BAB I
PENDAHULUAN
Sebagai manusia kita tidak akan pernah bisa hidup tanpa
bantuan orang lain. Karena manusia itu merupakan makhluk sosial. Dalam
kehidupan ini, terdapat akad-akad sosial yang dilakukan manusia, yaitu akad yang dijalin guna
memberikan penghargaan, pertolongan, jasa baik atau uluran tangan. Biasanya
yang menjalin akad semacam ini ialah orang yang sedang membutuhkan bantuan atau
sedang terjepit oleh suatu masalah, yang mengakibatkannya membutuhkan uluran tangan saudaranya.
Dalam penulisan
makalah kali ini kami selaku pemakalah akan membahas tentang Contoh dari akad sosial, diantaranya ialah akad ariyah,
qardh, hibah, sedekah, hadiah, zakat, dan lain-lain. Yang mana penjelasan yang lebih rinci
akan dipaparkan di bab selanjutnya.
BAB II
PEMBAHASAN
MACAM-MACAM AKAD SOSIAL
1. ARIYAH
A. Pengertian ariyah (pinjam meminjam)
Secara bahasa ariyah merupakan nama
atas sesuatu yang dipinjamkan. As-sarakhsi dan malikiyah menyatakan bahwa ariyah
adalah perpindahan kepemilikan manfaat atas suatu barang tanpa adanya
kompensasi. Menurut syafiiyah dan hanabalah ariyah adalah proses untuk
membolehkan (ibahah) mengambil manfaat suatu barang tanpa adanya
kompensasi. Ariyah berbeda dengan hibah, karena objeknya berupa
manfaat, sedangkan hibah adalah serah terima barang.
B. Dasar hukum ariyah
Ø QS. Al maidah 2:
وَتَعَاوَنُوا
عَلَى الْبِرِّ وَالتَّقْوَىٰ ۖ وَلَا تَعَاوَنُوا عَلَى الْإِثْمِ وَالْعُدْوَانِ
ۚ وَاتَّقُوا اللَّهَ ۖ إِنَّ اللَّهَ شَدِيدُ الْعِقَابِ
“Dan tolong-menolonglah kamu dalam
(mengerjakan) kebajikan dan takwa dan janganlah tolong-menolong dalam berbuat
dosa dan permusuhan. Dan bertakwalah kamu kepada Allah, sesungguhnya Allah amat
berat siksa-Nya”.
Ø Hadist riwayat imam ahmad dan syaikhan:
“Dari Anas bin Malik berkata, ‘sesungguhnya
Nabi saw pernah meminjam kuda dari abu thalhah, dan kemudian Beliau mengendarainya”.

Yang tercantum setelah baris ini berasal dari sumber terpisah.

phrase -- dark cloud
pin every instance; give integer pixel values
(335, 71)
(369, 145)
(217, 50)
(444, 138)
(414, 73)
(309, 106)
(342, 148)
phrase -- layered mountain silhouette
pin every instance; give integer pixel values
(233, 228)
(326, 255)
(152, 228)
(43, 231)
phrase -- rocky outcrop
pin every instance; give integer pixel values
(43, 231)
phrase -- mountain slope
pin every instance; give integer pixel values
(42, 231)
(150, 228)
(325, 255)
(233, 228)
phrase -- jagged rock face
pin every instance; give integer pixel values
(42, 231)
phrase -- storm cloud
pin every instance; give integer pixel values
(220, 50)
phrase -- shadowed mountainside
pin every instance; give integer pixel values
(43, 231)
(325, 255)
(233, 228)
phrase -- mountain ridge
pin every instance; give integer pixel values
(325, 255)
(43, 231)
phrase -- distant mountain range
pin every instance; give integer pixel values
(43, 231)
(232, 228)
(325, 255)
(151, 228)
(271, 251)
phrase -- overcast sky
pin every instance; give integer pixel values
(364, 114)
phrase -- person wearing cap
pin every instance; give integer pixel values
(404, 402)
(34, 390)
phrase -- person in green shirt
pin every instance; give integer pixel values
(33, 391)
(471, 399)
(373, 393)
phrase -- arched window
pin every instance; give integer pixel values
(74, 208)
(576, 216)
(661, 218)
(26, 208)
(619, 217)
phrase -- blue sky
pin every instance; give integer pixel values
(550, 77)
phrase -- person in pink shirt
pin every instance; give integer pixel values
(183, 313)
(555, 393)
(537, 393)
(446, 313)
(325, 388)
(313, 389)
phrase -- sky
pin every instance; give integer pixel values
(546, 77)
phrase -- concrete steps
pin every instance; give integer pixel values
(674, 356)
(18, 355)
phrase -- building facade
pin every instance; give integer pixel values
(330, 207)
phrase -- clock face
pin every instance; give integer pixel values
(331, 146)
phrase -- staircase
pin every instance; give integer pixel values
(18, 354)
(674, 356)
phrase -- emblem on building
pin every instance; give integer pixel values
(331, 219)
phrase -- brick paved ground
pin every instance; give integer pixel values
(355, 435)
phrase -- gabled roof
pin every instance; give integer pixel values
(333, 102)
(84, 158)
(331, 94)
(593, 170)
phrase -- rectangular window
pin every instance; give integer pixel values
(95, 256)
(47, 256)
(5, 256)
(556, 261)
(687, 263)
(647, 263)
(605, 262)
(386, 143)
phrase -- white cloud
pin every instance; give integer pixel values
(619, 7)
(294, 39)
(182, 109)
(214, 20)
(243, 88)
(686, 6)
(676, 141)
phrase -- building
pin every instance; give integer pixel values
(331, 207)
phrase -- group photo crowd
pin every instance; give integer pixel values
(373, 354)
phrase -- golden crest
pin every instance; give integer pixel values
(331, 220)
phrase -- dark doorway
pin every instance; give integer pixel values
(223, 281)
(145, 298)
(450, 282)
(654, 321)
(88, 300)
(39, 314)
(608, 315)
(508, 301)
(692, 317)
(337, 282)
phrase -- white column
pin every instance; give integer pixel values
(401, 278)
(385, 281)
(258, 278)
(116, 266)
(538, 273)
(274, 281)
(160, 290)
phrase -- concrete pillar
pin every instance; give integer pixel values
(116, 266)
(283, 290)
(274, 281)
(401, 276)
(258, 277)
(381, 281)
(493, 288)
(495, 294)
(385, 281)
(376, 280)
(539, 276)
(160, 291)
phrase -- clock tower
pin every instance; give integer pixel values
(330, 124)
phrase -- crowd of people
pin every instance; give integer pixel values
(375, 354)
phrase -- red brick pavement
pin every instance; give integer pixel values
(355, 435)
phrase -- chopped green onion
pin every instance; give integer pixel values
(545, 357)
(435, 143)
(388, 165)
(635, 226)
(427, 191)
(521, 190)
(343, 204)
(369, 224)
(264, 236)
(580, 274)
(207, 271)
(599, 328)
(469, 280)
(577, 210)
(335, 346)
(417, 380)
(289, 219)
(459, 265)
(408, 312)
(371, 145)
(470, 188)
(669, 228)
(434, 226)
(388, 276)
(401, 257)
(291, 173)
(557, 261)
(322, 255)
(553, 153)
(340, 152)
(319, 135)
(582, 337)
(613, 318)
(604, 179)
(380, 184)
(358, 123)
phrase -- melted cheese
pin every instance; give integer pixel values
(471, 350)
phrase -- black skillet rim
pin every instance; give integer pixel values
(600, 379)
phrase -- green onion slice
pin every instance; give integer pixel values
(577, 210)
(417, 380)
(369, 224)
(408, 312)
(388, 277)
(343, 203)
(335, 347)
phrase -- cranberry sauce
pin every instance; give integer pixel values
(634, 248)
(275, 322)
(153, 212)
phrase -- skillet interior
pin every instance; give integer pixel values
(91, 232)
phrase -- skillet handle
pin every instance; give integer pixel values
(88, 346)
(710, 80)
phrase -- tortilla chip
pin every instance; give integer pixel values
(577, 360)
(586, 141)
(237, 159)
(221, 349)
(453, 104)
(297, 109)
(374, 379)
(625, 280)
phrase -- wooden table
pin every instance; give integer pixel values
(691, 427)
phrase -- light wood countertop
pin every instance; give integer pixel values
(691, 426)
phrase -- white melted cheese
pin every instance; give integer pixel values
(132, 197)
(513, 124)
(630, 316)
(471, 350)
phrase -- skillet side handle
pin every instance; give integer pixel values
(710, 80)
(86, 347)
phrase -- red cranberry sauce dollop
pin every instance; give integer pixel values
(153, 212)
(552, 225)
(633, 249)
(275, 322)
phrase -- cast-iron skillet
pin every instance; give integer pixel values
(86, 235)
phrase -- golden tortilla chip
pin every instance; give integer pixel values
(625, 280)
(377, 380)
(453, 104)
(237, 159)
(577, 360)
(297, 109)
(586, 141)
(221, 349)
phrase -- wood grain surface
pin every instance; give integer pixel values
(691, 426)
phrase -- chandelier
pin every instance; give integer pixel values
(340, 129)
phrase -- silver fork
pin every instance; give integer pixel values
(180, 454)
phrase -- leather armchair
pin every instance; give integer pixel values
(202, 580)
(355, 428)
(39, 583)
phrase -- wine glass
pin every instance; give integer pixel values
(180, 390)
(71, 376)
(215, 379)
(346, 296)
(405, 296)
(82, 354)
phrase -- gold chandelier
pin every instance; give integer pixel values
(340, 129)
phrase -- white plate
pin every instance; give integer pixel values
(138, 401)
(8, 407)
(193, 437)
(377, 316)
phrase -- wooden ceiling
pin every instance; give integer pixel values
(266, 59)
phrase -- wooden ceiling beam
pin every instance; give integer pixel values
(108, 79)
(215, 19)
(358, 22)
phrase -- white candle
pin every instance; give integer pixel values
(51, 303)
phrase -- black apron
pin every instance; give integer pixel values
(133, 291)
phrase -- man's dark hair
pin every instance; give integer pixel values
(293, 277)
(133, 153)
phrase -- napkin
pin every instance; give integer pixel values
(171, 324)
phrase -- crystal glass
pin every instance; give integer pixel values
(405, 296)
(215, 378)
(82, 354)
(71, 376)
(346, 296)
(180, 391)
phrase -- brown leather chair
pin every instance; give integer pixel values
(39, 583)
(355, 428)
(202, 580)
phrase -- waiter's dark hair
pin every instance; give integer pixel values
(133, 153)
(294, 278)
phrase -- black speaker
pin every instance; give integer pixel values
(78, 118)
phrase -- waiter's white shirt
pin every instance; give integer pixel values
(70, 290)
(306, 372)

C. Rukun dan syarat ariyah:
ü Mu’ir (yang meminjamkan)
ü Musta’ir (peminjam)
ü Musta’ar (objek)
ü sighat (ijab qabul)
Untuk keabsahan akad ariyah, ulama menambahkan
beberapa syarat, yakni mu’ir haruslah orang yang berakal. Ariyah tidak sah
dilakukan oleh anak kecil atau orang gila. Selain itu, harus ada serah terima
dari musta’ir, karena akad ariyah merupakan tabarru, maka akad
dinyatakan tidak sah tanpa adanya serah terima, seperti halnya akad hibah.
Disamping itu objek yang dipinjamkan (musta’ar) harus bisa dimanfaatkan tanpa
harus merusak bentuk fisik yang ada. Ulama fiqh menetapkan bahwa akad ariyah
diperbolehkan atas barang yang bisa dimanfaatkan tanpa harus merusak dzatnya
(barang isti’mali), seperti rumah, pakaian, kendaraan, dll.[1]
2. QARDH
A. Pengertian qardh (utang piutang)
Secara bahasa qardh merupakan bentuk
masdar dari qaradha asy-syai’—yaqridhu,
yang berarti dia memutuskannya.Qardh adalah bentuk masdar yang berarti
memutuskan. Dikatakan qaradhu asy-syai’a bil-miqradh, atau memutus
sesuatu dengan gunting. Al qardh adalah sesuatu yang diberikan oleh
pemilik untuk dibayar. Adapun qardh secara istilah adalah memberikan
harta kepada orang yang akan memanfaatkannya dan mengembalikan gantinya di
kemudian hari. Menurut kompilasi hukum ekonomi syariah, qardh adalah
penyediaan dana atau tagihan antar lembaga keuangan syariah dengan pihak peminjam
yang mewajibkan pihak peminjam untuk melakukan pembayaran secara tunai atau
cicilan dalam jangka waktu tertentu.
B. Dasar hukum qardh
Ø QS. Al baqarah 245:
مَنْ ذَا الَّذِي يُقْرِضُ اللَّهَ قَرْضًا حَسَنًا فَيُضَاعِفَهُ
لَهُ أَضْعَافًا كَثِيرَةً
“Siapakah yangmau memberi pinjaman kepada Allah, pinjaman
yang baik (menafkahkan harta di jalan Allah), maka Allah akan melipatgandakan
pembayaran kepadanya dengan lipat ganda yang banyak”.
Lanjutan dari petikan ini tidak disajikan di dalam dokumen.